3.Ghaflah (lalai dari dzikrullah)yaitu Lalai mengingatNya dan
meninggalkan Dzikrullah. Salah satu amalan sunnah yang istimewa adalah
Dzikrullah, karena dapat menetralisir hal-hal negativ yang masuk pada
diri seseorang. Dzikir yang disikapi dan dihayati dengan benar dapat
mencapai iradatullah yang baik. Perhatikan Firman Allaah berikut ini:
فَلَوْلآ أَنَّه‘ كَانَ مِنَ الْمُسَبِّحِيْنَ * لَلَبِثَ فِي بَطْنِهِ إِلَى يَوْمِ يُبْعَثُوْنَ*
Maka kalau sekiranya dia tidak termasuk orang-orang yang banyak
mengingat Allah, Niscaya ia akan tetap tinggal di perut ikan itu
sampai hari berbangkit.(Surat As Shaffat 143-144).
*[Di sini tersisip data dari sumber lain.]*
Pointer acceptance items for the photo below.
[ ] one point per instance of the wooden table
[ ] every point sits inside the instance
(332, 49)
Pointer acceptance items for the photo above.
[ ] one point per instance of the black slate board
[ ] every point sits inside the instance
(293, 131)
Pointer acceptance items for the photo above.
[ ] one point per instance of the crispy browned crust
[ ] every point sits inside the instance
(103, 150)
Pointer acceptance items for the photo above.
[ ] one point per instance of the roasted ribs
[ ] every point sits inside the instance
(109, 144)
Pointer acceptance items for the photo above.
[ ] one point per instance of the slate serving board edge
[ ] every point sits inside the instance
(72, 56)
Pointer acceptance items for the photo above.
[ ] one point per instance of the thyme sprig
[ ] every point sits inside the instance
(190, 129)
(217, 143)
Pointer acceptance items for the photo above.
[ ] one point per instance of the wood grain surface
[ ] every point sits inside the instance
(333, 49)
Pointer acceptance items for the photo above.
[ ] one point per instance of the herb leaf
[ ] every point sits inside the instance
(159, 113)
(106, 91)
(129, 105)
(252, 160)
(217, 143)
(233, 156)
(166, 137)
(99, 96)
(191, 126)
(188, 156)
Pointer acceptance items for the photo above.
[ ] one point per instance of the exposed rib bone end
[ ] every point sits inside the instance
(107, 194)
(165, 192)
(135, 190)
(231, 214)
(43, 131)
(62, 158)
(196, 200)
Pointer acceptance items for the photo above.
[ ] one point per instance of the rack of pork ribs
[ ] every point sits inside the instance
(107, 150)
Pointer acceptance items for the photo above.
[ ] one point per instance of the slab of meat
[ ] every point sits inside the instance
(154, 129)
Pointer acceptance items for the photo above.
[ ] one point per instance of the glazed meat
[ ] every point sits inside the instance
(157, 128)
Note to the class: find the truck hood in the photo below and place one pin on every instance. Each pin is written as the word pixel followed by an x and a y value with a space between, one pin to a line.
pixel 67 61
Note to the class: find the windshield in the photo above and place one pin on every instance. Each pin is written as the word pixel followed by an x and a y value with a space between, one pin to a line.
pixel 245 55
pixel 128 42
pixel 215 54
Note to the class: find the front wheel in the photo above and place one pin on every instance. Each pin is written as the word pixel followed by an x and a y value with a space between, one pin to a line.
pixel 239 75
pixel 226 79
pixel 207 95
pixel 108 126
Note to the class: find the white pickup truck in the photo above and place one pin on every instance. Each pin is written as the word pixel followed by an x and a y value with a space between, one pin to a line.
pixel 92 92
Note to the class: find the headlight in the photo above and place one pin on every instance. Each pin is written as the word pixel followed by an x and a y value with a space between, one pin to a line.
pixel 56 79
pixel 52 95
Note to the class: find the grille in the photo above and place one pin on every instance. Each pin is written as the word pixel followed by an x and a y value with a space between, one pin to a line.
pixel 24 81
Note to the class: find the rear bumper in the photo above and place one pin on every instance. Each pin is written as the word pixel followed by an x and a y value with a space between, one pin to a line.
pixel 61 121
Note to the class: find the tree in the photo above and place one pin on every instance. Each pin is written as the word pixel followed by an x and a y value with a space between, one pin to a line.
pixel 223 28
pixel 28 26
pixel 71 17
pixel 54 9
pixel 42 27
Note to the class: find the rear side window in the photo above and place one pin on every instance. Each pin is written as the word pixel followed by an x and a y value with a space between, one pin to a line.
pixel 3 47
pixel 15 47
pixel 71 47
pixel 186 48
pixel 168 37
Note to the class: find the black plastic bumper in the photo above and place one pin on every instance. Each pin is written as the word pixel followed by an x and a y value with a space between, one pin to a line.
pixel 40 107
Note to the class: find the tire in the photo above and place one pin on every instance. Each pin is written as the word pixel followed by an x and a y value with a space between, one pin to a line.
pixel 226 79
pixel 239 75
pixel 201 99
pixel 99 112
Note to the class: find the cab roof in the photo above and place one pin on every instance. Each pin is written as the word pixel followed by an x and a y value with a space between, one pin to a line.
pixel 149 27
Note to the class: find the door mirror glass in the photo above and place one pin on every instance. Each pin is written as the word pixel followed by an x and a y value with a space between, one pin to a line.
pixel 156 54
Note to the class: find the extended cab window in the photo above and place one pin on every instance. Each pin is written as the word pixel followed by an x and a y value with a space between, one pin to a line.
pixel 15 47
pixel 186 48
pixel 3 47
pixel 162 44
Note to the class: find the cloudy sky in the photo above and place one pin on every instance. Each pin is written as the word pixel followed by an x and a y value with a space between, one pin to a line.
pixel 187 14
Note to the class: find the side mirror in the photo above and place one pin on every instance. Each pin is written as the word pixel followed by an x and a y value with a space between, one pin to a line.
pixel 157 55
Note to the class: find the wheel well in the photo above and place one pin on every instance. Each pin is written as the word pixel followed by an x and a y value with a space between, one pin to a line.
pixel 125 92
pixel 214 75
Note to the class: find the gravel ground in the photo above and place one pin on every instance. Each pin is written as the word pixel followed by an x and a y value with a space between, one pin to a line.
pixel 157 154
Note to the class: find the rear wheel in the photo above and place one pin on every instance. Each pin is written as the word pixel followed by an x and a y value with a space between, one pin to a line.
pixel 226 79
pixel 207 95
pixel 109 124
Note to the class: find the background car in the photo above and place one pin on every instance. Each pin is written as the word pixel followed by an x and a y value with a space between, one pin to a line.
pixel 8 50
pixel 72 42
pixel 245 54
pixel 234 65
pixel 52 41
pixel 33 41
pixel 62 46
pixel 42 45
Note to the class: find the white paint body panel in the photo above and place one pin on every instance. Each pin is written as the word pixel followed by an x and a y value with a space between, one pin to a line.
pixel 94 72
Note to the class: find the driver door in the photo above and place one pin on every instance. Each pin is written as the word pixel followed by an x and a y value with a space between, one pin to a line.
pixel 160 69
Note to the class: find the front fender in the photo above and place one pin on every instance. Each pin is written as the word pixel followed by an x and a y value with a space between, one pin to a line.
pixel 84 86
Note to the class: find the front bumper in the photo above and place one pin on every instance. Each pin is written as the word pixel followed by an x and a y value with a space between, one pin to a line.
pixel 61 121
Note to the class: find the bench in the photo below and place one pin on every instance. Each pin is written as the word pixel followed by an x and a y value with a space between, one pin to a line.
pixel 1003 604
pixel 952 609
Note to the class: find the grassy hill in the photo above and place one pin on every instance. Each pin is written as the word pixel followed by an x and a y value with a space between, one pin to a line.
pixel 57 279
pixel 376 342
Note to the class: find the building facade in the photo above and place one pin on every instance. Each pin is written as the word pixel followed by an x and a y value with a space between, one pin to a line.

Allah SWT memakai istilah kalau sekiranya atau dengan kata lain
seandainya Nabi Yunus as bukan orang ahli dzikir yang banyak bertasbih
atau memuja muji Allah, benar-benar atau sungguh ia akan tetap dalam
perut ikan itu (artinya akan tewas) hingga hari kebangkitan. Ayat ini
menunjukkan bahwa secara sunatullah tak ada manusia yang dapat hidup
dalam air tanpa peralatan menyelam, tetapi lantaran beliau seorang yang
banyak bertasbih (berdzikir kepada Allah) maka Allah memperlakukan
iradatNya, itulah alasan atau sebab Allah menyelamatkannya, bukan karena
kenabiannya, sehingga setiap muslim yang istiqamah dengan dzikirnya
juga akan diperlakukan Allah yang sama yaitu diselamatkan dari mara
bahaya.
Karena itulah Allah berfirman :
فَاسْتَجَبْنَالَه‘ وَنَجَّيْنَاهُ مِنَ الْغَمِّ وَكَذَالِكَ نُنْجِى الْمُؤْمِنِيْنَ *
Maka kami Telah memperkenankan doanya dan menyelamatkannya dari pada
kedukaan. dan Demikianlah kami selamatkan orang-orang yang beriman.